The strength of Team Sky
Wiggins arrived late at Team Sky after his difficult divorce from Garmin during the winter of 2009 and many of the team’s resources were directed on the creation of the team. This year Team Sky seems a real team. The riders have won more races during the first part of the season and were a well-drilled, highly effective team at the Dauphine.
“The teams moved on leaps and bounds without really preaching it. I think that was always going to happen after starting something this big. We learnt a lot last year: how the team had to be run and the goals we had to set ourselves,” Wiggins said.
“We sat down last November and we knew that things had to change things. I decided to hit the ground running to build up a set of results to support the whole thing going forward. It seems to be working. I went to Paris-Roubaix and helped Geraint Thomas and Juan Antonio Flecha, who are going to support me in the next three weeks.”
“The core of the team has been together for a long time now. The guys were great at the Dauphine, supporting me all the way, and I think that will continue during the Tour de France. The belief they have in me is humbling. They could all win a stage or do something but they are willing to give it up for me and that’s quite something.”
No Tour de France strategy
Wiggins flatly dismissed the idea that he peaked too soon by winning the Dauphine as ‘bollocks” and claims he does not have a detailed strategy for this year’s Tour de France. He studied some of the key climbs in the Alps last week but has not spent hours studying stage profiles on the internet or worrying about what he can’t control.
“I think the Tour de France is so complicated that you can’t really say that you want to finish in the top three. Everyone goes into a bike race wanting to win but so much can happen,” he said.
“You’ve got evaluate where you are throughout the race. You can always have a bad moment and that could mean you don’t win the Tour but it doesn’t mean you don’t finish third or fourth.
“Last year not having the form and then trying to go with Schleck and Contador was a disaster. At the Dauphine I rode my own race and I’ve got to do that at the Tour. I could get to the final time trial in Grenoble and then pull back two minutes on some people. It’s about riding to your strengths for three weeks.”
“At the moment for me the Tour is just about the first weekend, finishing the team time trial and then looking forward further into the race. I couldn’t really tell you where the race goes after the team time trial or in the first week. I’ll just look each morning, so I’m not distracted by the whole thing.”
“I was criticised for not attacking in the Dauphine but I’m not a climber.
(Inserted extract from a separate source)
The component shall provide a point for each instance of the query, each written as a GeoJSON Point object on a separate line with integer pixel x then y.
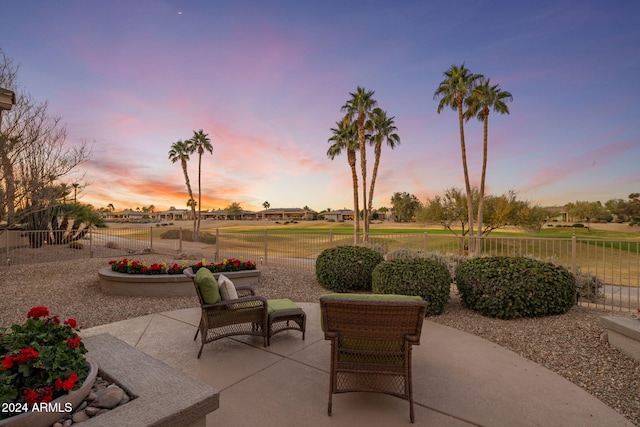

I’m an 82kg natural weight person with a lot of power, but I get my body down to 70kg for the Tour de France. So I ride to my strengths. I’m a good time trialist. I make my time in the time trials and then do what I have to do. It’s about getting the best out of yourself. There are no prizes for being heroic but losing.”
The Contador conundrum
During the Dauphiné, Wiggins was quizzed about the presence of Alberto Contador’s at this year’s Tour de France. He seemed to be against the Spaniard riding despite still waiting to find out if he is guilty of doping from last year’s race. However, he believes he isn’t guilty and is just saddened about the damage the long, drawn out process is causing to cycling.
“I’m big fan of Contador. I don’t think he’s guilty. I think it’s a farce the way the whole thing has been handled, from the governing body point of view and from the people who have sanctioned him,” Wiggins said.
“I think it’s a shame for cycling that this hasn’t been resolved before the Tour de France. He could win, finish and the decision could be made. That just damages cycling even further and is really sad for the sport.
“All we want to do is just race. There are guys like Basso and Vino in the peloton, who have served their time, done it, the decisions were made and they’re back in the sport. I think it’s a shame that the potential winner of this Tour de France is still having this hanging over his head.”